Essa tal carteirinha
não é nada mais que um código de barras que reduz cada pessoa a uma sequência numérica.
Nada mais sintomático que a necessidade de reduzir pessoas a números. Retirar a
personalidade talvez tenha sido a maior engenhosidade deste sistema. Números
podem morrer, é só acrescentar mais uma casa, que outro nasce em segundos. Nada
mais emblemático que a despersonificação de cidadãos.
Voltando à
moça-jogada, acharam o seu bendito número perdido na bolsa e ela seguiu para a
próxima etapa. Outra espera. Outro descaso.
A moça-jogada, que foi
cambaleando pelo corredor, encontrou uma enfermaria. E mais uma cadeira. Não havia médicos, não havia instrumentos, não
havia atenção. Tudo que ganhou, após mais longos minutos de espera, foi ter sua
pressão medida.
“Você fica aqui que
vou chamar um médico”. Foi a instrução ouvida pela única enfermeira no local. A
senhora-de-jaleco saiu para o fundo do corredor carregando uma chave. A
moça-jogada que mal tinha forças para reclamar, agora se jogava sobre uma
cadeira de plástico branca-encardida.
Meia hora depois a
senhora-de-jaleco retorna. A mesma chave na mão. Retorna pelo mesmo corredor. Entra
na sala no final do corredor, na frente. A sala que sempre esteve aberta. Fala
com o médico que sempre esteve lá. Ele, um pediatra, é chamado para atender a
moça-jogada na cadeira encardida.
Não pude ver seus
olhos. Se a moça-jogada olhou com alívio a chegada de alguém. Ouvi a voz do
médico através da porta aberta. Não era possível ouvir a outra voz de tão
fraca. Ouvi frases como "dói aqui, você sente isso, espera aqui".
E assim, mais de
quarenta minutos depois de sua entrada, a moça-jogada foi se jogar numa cadeira
reclinada estofada de cor preta. Todo esse tempo para receber um comprimido
branco e um copo de água num copo plástico transparente. “Fica com o copo”, diz
a senhora-de-jaleco (agora) prestativa e acatando a decisão (e a
responsabilidade) do outro. “Ainda preciso te dar ...”
As palavras se
perderam no ar. Sai dali. O meu assunto estava encerrado, pelo menos por ora.
Na minha frente, a
fila inicial se estendia ainda mais pela porta de entrada. Eu desviava de mais
olhos, com medo que encontrasse mais olhos-vermelhos e moças-jogadas. Eu só
sentia o desespero de saber o que é estar mal, de sentir medo que a sensação se
agrave, de precisar de alguma coisa que faça seu corpo reagir. De pedir ajuda e
encontrar o vazio. Enfim, senti medo de ser eu a tal a moça-jogada.
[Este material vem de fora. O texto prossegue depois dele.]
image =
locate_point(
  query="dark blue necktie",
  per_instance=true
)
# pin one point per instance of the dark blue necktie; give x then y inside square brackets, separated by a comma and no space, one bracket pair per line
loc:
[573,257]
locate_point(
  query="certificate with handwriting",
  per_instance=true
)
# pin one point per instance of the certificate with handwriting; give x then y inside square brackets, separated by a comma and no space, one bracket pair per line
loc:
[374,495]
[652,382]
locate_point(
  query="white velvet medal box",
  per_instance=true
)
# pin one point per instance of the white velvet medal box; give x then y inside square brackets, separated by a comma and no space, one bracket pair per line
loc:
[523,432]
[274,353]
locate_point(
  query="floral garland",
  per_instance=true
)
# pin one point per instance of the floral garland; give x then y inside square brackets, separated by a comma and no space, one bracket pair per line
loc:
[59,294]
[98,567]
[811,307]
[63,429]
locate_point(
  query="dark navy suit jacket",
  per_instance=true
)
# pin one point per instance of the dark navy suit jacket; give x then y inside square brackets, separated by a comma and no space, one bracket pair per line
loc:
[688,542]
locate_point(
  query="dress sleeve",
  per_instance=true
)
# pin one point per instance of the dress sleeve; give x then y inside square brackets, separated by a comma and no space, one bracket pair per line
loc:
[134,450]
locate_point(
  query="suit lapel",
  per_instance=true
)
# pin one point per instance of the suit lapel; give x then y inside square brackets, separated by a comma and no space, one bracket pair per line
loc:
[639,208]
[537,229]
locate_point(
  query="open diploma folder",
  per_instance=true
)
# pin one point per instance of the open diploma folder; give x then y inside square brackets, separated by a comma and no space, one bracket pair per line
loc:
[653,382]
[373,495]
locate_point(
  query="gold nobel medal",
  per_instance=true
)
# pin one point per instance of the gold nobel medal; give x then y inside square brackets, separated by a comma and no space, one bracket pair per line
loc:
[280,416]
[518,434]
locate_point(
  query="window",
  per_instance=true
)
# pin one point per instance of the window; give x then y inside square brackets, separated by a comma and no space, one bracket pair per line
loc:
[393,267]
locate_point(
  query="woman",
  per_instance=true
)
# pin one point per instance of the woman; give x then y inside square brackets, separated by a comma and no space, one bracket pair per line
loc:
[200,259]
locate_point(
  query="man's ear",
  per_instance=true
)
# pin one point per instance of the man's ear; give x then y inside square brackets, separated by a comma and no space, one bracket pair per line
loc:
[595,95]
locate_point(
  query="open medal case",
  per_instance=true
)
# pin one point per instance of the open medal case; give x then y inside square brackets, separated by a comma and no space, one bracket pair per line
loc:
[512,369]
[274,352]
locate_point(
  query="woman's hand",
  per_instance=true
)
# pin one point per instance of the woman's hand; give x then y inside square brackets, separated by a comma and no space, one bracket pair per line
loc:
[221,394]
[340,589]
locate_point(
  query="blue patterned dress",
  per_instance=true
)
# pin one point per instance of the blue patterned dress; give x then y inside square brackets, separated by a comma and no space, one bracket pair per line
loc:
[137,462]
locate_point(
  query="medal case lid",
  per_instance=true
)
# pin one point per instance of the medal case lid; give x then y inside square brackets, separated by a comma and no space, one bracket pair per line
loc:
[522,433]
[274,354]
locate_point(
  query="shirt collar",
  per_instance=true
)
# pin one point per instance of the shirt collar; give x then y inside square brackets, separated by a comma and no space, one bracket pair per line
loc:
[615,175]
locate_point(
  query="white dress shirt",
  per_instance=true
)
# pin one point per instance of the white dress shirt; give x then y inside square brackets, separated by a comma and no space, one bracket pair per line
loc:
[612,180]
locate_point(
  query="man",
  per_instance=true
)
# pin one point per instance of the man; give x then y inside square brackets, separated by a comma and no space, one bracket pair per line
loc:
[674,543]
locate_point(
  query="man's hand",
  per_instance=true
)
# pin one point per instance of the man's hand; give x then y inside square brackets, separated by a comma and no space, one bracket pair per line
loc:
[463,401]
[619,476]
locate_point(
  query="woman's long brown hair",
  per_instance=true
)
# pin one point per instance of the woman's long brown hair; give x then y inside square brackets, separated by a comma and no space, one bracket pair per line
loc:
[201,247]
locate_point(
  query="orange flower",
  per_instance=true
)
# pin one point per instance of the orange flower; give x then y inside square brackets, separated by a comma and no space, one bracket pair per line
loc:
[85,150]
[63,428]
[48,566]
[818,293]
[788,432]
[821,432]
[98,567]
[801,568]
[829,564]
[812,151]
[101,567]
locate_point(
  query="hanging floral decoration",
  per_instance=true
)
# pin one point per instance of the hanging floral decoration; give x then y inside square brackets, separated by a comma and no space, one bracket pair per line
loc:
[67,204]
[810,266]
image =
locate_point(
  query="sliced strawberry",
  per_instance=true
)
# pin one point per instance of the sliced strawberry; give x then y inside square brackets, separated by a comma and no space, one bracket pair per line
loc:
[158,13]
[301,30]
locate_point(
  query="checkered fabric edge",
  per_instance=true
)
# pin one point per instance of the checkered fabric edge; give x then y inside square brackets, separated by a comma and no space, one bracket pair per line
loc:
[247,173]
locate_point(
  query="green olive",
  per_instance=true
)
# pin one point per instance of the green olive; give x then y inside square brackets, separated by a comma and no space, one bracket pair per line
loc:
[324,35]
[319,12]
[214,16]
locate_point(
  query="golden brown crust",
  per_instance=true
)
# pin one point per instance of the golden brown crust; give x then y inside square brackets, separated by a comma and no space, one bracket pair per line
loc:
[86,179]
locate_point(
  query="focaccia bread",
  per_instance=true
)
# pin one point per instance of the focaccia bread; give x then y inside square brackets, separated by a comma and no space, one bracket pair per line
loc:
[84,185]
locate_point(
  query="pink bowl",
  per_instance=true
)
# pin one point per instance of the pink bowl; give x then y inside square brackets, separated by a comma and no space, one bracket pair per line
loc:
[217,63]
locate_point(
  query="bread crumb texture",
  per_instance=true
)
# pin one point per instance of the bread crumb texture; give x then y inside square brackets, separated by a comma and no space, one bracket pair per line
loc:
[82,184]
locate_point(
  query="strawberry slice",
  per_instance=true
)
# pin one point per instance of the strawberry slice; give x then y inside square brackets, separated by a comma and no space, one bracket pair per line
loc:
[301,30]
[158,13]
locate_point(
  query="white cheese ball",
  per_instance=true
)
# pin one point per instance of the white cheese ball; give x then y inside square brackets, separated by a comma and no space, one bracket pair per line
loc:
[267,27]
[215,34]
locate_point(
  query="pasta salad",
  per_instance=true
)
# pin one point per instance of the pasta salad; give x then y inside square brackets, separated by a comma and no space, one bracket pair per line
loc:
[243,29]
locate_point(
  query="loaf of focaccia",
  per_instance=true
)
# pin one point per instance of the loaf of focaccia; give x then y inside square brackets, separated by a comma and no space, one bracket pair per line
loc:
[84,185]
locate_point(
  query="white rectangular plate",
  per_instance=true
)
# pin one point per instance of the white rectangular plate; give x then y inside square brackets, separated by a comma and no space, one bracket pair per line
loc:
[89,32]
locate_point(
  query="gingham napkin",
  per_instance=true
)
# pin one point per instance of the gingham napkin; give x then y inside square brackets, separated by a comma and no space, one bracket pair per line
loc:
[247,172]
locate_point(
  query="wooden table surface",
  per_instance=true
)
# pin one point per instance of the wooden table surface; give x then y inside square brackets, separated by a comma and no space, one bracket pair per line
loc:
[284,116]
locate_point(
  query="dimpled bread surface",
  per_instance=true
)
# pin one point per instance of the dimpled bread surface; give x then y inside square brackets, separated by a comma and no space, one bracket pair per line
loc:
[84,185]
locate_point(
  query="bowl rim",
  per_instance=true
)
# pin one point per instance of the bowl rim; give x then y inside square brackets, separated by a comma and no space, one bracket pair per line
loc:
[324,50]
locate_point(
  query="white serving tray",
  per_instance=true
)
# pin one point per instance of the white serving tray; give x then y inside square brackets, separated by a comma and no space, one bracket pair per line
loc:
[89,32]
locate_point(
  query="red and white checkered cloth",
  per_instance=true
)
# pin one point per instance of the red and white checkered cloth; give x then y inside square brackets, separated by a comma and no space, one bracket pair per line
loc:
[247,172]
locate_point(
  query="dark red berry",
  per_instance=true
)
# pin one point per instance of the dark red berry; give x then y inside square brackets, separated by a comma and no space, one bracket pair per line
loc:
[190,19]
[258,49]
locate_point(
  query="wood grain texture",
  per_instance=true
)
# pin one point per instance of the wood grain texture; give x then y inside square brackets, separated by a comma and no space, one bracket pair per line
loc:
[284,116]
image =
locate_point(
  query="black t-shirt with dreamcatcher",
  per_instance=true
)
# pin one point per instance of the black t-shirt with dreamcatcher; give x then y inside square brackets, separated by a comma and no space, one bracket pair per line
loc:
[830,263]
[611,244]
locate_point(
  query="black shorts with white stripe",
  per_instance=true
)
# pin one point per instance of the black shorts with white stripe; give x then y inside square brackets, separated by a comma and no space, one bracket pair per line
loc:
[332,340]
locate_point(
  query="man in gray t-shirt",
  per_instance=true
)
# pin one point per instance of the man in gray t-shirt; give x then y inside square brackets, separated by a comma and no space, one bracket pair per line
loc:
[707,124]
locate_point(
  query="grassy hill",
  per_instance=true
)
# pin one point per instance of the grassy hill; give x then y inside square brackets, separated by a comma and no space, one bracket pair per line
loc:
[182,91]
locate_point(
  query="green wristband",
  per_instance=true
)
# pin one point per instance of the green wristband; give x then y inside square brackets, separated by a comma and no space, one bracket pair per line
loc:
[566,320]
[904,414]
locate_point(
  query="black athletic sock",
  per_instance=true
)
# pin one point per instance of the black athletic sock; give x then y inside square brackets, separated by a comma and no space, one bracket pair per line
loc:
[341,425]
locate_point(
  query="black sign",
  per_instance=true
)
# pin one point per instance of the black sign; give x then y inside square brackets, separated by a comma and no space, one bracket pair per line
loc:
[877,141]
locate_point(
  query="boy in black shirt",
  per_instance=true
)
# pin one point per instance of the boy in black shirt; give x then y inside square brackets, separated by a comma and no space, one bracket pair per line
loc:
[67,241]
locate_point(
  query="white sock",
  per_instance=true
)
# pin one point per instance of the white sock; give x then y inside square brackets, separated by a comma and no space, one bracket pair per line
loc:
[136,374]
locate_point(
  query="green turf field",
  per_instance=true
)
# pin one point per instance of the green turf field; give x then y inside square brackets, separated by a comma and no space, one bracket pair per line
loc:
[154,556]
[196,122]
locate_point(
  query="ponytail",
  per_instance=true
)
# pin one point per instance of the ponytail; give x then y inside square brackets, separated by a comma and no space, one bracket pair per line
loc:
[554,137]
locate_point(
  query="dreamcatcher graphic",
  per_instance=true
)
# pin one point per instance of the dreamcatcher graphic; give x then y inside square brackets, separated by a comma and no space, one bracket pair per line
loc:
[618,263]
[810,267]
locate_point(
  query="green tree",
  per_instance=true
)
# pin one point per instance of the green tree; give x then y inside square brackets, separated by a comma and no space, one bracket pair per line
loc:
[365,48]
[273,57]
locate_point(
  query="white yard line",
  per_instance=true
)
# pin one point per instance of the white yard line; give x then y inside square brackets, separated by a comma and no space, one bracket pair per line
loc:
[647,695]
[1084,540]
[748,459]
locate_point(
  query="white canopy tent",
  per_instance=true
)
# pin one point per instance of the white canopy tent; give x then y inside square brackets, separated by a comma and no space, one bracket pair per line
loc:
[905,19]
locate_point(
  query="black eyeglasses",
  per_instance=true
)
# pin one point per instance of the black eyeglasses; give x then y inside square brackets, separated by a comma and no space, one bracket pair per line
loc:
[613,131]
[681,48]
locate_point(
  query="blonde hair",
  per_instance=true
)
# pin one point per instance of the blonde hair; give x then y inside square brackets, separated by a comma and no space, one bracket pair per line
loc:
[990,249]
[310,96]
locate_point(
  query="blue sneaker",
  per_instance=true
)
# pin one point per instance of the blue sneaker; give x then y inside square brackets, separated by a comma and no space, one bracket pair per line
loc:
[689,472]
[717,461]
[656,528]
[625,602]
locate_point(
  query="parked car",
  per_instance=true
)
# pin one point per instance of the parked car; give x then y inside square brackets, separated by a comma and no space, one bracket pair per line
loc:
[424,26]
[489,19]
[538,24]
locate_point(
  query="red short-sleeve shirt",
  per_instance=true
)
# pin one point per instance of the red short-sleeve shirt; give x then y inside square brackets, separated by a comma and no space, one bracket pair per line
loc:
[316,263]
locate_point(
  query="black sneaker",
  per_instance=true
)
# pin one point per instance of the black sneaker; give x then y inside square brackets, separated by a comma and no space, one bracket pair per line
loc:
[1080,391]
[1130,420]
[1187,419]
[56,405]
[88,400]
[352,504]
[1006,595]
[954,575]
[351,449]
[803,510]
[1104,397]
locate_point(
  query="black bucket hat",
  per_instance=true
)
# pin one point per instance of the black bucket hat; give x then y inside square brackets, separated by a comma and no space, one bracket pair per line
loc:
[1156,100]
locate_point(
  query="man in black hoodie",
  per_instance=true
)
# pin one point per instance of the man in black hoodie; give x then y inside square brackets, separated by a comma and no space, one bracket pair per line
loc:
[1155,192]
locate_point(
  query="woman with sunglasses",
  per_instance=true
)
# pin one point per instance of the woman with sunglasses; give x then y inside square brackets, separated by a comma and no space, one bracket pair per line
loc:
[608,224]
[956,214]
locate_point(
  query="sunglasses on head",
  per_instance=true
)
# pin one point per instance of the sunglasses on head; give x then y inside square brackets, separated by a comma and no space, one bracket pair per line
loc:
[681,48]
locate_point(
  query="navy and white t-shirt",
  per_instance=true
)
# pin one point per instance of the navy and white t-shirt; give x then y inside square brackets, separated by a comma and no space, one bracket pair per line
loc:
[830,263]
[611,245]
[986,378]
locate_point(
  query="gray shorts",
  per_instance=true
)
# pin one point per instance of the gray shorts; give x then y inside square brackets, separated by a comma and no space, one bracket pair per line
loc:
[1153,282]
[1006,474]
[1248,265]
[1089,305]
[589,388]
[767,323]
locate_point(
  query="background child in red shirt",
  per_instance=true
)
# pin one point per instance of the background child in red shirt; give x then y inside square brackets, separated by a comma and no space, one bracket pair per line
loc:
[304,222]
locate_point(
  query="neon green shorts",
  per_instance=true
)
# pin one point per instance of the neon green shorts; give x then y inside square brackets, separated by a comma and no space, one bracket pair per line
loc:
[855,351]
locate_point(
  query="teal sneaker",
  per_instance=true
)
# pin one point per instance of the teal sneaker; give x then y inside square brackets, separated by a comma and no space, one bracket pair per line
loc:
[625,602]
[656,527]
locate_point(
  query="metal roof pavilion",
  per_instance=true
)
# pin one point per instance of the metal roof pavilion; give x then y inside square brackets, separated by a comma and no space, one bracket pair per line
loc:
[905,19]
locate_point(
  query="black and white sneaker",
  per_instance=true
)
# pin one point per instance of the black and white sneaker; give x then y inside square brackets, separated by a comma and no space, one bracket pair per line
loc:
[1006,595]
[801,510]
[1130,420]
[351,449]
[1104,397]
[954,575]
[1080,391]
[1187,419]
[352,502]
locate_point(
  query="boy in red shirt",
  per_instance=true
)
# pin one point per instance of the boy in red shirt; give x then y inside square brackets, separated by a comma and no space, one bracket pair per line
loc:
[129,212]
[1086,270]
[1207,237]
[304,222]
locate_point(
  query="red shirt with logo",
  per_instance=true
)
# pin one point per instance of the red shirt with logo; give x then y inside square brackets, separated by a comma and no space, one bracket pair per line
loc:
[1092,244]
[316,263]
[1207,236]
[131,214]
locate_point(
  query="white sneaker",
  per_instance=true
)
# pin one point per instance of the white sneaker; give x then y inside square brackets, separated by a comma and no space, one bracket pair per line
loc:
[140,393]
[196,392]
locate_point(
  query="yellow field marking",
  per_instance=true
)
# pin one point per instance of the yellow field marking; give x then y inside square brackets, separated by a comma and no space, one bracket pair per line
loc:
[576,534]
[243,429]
Talvez o medo tenha sido maior ainda. Senti o medo de depender de pessoas tão anestesiadas pela doença e
dor que não conseguem reagir. Não conseguem sair deste ritmo lento e estagnado de
agir. Desta burocracia inata. De apenas respeitar regras internas que
claramente não funcionam em detrimento do respeito ao ser humano.
Fiquei assustada com a
apatia. Com o descaso. De ver tanta falta de condição. De pessoas incapazes de
olhar nos olhos vermelhos da moça-jogada e encontrar a dor. E reagir a isto. Ou
simplesmente fazer o seu trabalho.
Aprendi que não se
deve ir a posto de saúde em busca de pronto-atendimento. Ali, pessoas apáticas
aprenderam que papéis e números são mais relevantes que pessoas. Afinal, não se
pode esperar mais que abandono destas pessoas que já abandonaram a si mesmas.
Me pergunto ainda onde isso começou. Será que talvez essas pessoas apáticas não foram abandonadas antes por um sistema ineficiente, burocrático, desigual?
O abandono de si mesmas como reflexo do abandono pelos outros. Aí, quem sobra na hora de recorrer em caso de dor e desespero?